Directions for future research

However, there are several limitations to the current evidence base for coronary CT. First, in patients with acute presentation, CT compared with established standard care reduced ICA rates but did not improve clinical outcomes [26]. Second, while artificial intelligence (AI) has potential to assess images and reduce workload of radiologists with high accuracy, there is limited implementation because little is known about which AI approaches might work best to individualise preventive (lipid lowering, anti-inflammatory and anti-thrombotic) therapy based on CT findings [17, 18]. Third, the current evidence in favour of CT is limited to patients with stable chest pain and an intermediate likelihood of obstructive CAD [14], suggesting that further multidisciplinary research is needed to assess patients on other ends of the clinical spectrum in which the use of CT in suspected CAD can be expected to be beneficial.

Despite these limitations, it is clear that multidisciplinary research has already built important bridges in the diagnosis and treatment of CAD and can serve as a bridgehead to further link radiology with the other disciplines to undertake even more ambitious efforts of non-invasive and quantitative cardiovascular imaging research to improve the care of our cardiovascular patients in the future.

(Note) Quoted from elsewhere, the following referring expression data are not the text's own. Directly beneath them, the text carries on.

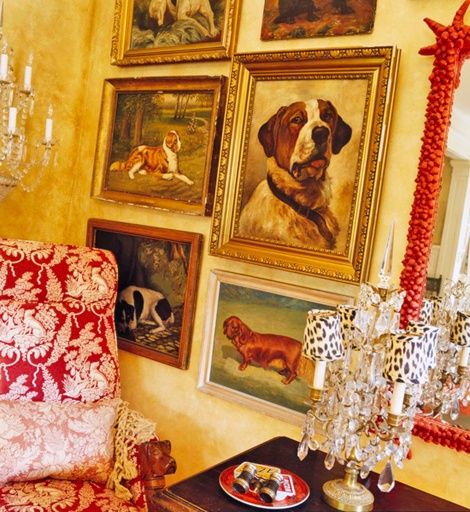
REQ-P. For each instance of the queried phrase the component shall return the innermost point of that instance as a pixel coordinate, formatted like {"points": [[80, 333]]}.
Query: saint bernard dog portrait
{"points": [[292, 203]]}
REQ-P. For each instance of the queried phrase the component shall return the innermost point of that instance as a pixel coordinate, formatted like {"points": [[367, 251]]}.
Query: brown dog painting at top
{"points": [[289, 9], [300, 141], [160, 160], [264, 349]]}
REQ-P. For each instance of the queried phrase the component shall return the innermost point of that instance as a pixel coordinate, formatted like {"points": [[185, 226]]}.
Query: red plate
{"points": [[292, 492]]}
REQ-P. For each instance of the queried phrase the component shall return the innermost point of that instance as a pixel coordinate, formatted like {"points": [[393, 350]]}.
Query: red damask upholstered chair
{"points": [[67, 441]]}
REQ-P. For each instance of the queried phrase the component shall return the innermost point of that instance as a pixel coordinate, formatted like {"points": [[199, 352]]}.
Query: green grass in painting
{"points": [[192, 160]]}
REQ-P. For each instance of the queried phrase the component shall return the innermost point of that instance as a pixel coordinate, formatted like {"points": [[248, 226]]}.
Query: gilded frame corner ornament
{"points": [[279, 79], [127, 50]]}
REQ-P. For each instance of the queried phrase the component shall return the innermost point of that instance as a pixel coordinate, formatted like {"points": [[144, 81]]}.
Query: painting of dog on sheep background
{"points": [[295, 19], [252, 343], [154, 31], [158, 23], [156, 287], [161, 140]]}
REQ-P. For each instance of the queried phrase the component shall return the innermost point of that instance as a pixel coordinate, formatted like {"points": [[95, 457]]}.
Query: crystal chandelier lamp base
{"points": [[348, 494]]}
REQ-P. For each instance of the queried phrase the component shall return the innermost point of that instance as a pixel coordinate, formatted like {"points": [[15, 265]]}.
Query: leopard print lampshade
{"points": [[431, 335], [347, 314], [322, 337], [460, 333], [406, 360], [428, 311]]}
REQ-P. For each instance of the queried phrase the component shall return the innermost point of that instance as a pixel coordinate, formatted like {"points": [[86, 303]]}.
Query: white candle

Recommendations for clinical practice and directions for future research

  • Better prevention of cardiovascular events with the help of non-invasive imaging for the characterisation and quantification of coronary atherosclerosis. Early detection of coronary atherosclerosis by CT may lead to increased use of preventive therapy which results in fewer cardiovascular events.

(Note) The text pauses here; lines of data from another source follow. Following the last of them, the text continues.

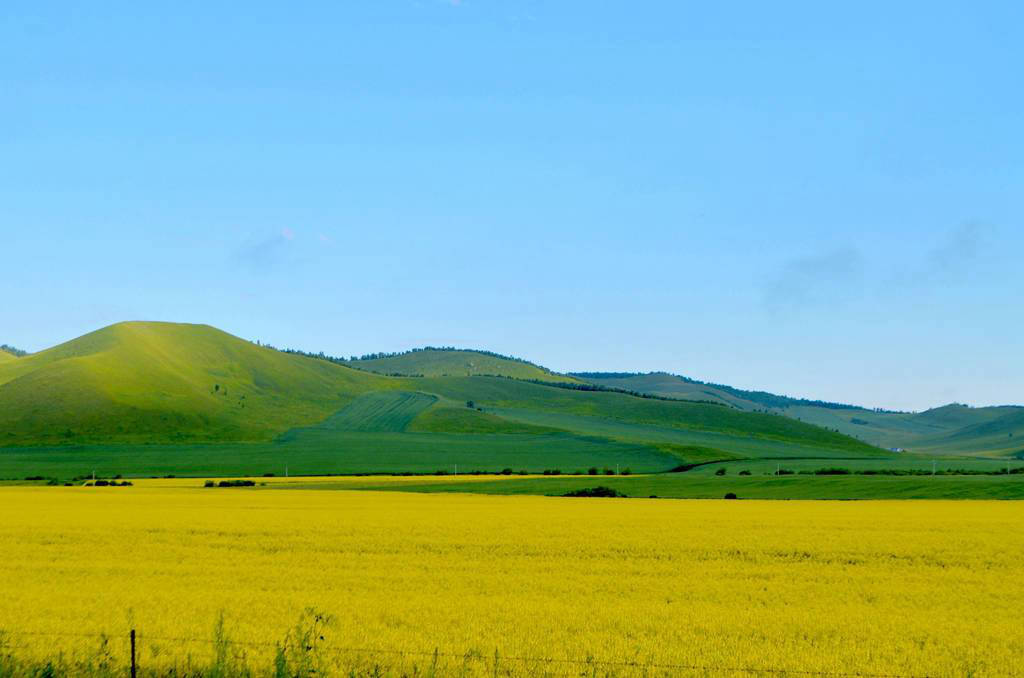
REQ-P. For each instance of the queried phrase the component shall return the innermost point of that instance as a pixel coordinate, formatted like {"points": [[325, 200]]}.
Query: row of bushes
{"points": [[833, 470]]}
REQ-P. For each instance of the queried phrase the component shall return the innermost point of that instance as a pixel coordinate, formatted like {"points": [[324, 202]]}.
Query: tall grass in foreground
{"points": [[514, 586]]}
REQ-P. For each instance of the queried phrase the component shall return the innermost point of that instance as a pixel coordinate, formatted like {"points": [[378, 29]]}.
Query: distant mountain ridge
{"points": [[951, 428], [764, 398], [175, 384]]}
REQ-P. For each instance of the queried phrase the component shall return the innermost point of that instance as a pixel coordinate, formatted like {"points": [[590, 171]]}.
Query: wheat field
{"points": [[285, 582]]}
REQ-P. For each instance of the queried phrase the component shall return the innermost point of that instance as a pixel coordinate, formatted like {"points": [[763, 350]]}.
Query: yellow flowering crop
{"points": [[403, 584]]}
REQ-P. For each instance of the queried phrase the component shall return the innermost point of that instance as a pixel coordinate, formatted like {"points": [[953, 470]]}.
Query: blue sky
{"points": [[811, 200]]}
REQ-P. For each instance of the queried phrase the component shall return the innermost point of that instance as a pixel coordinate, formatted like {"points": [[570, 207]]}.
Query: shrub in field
{"points": [[599, 491]]}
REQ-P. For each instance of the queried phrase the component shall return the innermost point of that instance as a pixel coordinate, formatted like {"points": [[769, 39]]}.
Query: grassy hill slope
{"points": [[952, 429], [457, 363], [161, 382], [187, 398], [509, 396]]}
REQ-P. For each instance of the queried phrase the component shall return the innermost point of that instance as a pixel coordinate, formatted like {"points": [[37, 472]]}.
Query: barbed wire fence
{"points": [[493, 664]]}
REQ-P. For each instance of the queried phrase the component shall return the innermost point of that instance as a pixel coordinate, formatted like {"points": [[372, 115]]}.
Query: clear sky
{"points": [[815, 200]]}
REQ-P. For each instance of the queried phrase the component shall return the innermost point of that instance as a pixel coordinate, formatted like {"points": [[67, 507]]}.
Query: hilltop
{"points": [[202, 399], [948, 429], [434, 362], [162, 381]]}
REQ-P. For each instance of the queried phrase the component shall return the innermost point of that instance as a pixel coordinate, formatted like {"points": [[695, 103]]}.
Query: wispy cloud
{"points": [[815, 281], [266, 254], [953, 258]]}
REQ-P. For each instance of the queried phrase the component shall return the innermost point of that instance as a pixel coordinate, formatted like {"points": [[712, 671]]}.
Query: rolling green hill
{"points": [[952, 429], [165, 382], [159, 397], [456, 363]]}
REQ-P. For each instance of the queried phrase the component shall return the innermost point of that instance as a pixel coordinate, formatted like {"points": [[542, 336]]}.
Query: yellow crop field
{"points": [[284, 582]]}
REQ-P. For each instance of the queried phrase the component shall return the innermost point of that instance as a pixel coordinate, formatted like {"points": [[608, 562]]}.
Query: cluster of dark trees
{"points": [[13, 351], [572, 386]]}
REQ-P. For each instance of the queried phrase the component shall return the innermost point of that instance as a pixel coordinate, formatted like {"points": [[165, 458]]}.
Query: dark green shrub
{"points": [[599, 491], [237, 483], [833, 471]]}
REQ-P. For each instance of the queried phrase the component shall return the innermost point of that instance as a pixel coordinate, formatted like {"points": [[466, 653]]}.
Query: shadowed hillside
{"points": [[949, 429], [457, 363], [199, 399]]}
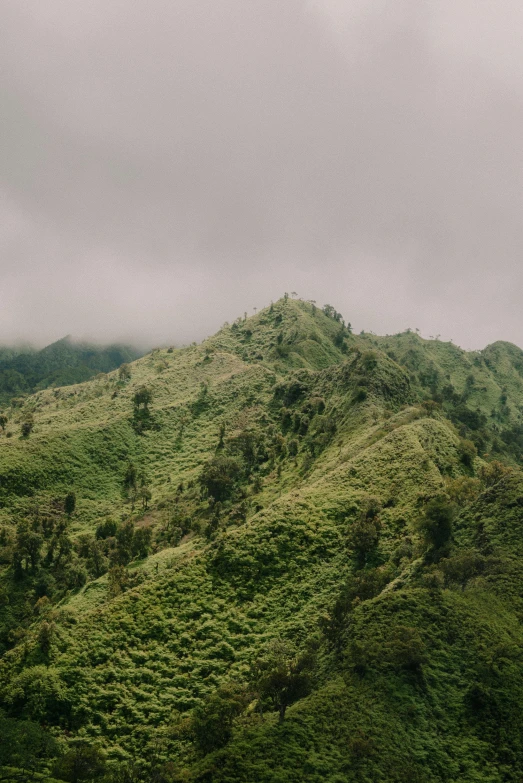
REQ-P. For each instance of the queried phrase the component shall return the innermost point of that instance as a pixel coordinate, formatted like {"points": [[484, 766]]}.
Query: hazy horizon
{"points": [[167, 166]]}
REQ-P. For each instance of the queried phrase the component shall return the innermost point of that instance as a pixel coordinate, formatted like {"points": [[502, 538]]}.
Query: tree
{"points": [[124, 373], [24, 745], [27, 425], [70, 503], [142, 398], [141, 545], [364, 534], [82, 762], [283, 676], [435, 526], [29, 542], [130, 478], [212, 721], [219, 475]]}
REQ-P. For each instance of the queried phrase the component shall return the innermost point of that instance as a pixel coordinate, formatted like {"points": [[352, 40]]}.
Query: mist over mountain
{"points": [[24, 370]]}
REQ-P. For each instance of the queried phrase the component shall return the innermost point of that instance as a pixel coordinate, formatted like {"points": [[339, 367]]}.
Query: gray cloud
{"points": [[166, 165]]}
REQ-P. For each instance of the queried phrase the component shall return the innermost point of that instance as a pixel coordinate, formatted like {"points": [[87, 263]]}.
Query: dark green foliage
{"points": [[436, 523], [70, 503], [27, 425], [282, 676], [26, 746], [212, 721], [219, 476], [83, 762], [60, 364]]}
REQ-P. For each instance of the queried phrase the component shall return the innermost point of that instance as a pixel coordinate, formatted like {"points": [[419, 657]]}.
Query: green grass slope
{"points": [[285, 471]]}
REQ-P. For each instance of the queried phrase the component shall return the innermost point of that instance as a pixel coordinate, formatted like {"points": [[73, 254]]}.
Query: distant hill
{"points": [[63, 363], [290, 553]]}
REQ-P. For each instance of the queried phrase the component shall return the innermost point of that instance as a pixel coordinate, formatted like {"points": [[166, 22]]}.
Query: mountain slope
{"points": [[60, 364], [283, 482]]}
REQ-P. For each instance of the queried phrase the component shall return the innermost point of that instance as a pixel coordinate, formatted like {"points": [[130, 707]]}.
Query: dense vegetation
{"points": [[290, 553], [24, 371]]}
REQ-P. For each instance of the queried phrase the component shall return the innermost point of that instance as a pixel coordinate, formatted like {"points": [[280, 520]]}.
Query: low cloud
{"points": [[167, 165]]}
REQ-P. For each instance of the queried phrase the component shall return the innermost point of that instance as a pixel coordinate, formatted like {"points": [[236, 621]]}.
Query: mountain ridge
{"points": [[285, 474]]}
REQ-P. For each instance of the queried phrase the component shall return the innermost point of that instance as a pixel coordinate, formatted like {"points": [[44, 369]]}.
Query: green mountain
{"points": [[24, 371], [290, 554]]}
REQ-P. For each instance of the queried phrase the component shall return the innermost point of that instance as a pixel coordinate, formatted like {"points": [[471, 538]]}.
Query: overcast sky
{"points": [[167, 164]]}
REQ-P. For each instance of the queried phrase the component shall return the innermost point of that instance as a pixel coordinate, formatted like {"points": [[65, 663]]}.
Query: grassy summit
{"points": [[289, 553]]}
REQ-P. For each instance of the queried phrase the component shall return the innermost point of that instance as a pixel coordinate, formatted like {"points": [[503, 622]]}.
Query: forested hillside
{"points": [[288, 554], [24, 371]]}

  • Individual determination of treatment strategy becomes possible using non-invasive imaging for determining individually the presence and extent of CAD. Non-invasive assessment of obstructive CAD by CT for individualised decision-making about who may benefit most from revascularisation with additional functional tests.

  • Improved procedural planning for the revascularisation strategy in patients with obstructive CAD. CT provides imaging biomarkers that could be used to guide revascularisation planning in individual patients in the future.